Michael Portillo believes that a future Tory government, like those that came before it, will not succeed in cutting public spending. I agree with Pete: public finances are so parlous that cuts have to be made. Demolishing the state is not an overnight job; it will take time and cost money, and so it should because the stakes are too high for a quick fix, cowboy politics solution. But, immediate savings are to be made through efficiencies.
‘Efficiency savings’ are derided as being insubstantial. Such an analysis is simplistic. Endemic waste is perpetuated by irrational systems. The Department for Work and Pensions runs an administrative budget of £2.7bn. That is colossal – half an aircraft carrier’s worth of pens, paperclips and endless forms, which trap claimants in the world’s most complicated welfare system. Rationalisation is the order of the day and Iain Duncan Smith’s dual benefit reform provides the answer to the welfare conundrum and gives £3.7bn in annual savings.

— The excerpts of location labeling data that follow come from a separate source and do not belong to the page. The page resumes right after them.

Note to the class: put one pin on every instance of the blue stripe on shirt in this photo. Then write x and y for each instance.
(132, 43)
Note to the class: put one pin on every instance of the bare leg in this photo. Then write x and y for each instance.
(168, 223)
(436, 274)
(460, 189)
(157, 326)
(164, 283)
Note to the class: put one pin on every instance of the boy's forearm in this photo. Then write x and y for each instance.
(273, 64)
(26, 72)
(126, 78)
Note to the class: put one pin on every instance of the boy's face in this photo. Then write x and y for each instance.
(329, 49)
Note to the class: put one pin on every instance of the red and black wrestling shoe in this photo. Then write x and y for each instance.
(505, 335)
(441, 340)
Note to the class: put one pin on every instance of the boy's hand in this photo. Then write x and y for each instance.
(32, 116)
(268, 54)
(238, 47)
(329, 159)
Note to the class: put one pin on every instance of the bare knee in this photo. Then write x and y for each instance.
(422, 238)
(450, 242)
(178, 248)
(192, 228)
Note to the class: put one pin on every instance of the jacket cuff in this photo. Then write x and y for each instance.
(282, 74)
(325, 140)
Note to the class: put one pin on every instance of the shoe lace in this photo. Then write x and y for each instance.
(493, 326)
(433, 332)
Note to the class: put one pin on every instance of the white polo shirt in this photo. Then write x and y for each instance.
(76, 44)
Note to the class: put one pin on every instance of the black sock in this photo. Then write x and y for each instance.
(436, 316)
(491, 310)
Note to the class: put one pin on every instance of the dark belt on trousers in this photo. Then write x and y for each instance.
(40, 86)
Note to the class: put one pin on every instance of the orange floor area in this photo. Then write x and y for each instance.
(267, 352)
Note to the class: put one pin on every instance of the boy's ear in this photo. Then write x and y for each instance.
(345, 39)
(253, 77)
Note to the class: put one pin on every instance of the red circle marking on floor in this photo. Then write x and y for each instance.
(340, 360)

If anything that figure is modest: other savings will be made through simplifying the system. An unpublished internal DWP report estimates that £900m is wasted every year by claimants miscalculating their entitlement. Streamlining benefits would significantly reduce the chances of confusion arising. The same report found that nearly £900m is lost through deliberate fraud. The current welfare monolith is easier to exploit than a gaggle of inquisitive convent girls; reform should close loopholes and ease the pursuit of benefit thieves.
Possible efficiency savings at the DWP don’t end there. A separate report estimates that administrative incompetence, which the authors sweetly term ‘silly mistakes’, cost the taxpayer £2bn per year. Along with death and taxes, incompetence is one of life’s certainties, but £2bn is several cock-ups too many. Tackling entrenched public sector incompetence and the recalcitrant civil service make Francis Maude’s provocative civil service reforms necessary to enable essential and cost effective public service reform, all the Tories need do is adopt IDS’ idea and get tough on inefficiency.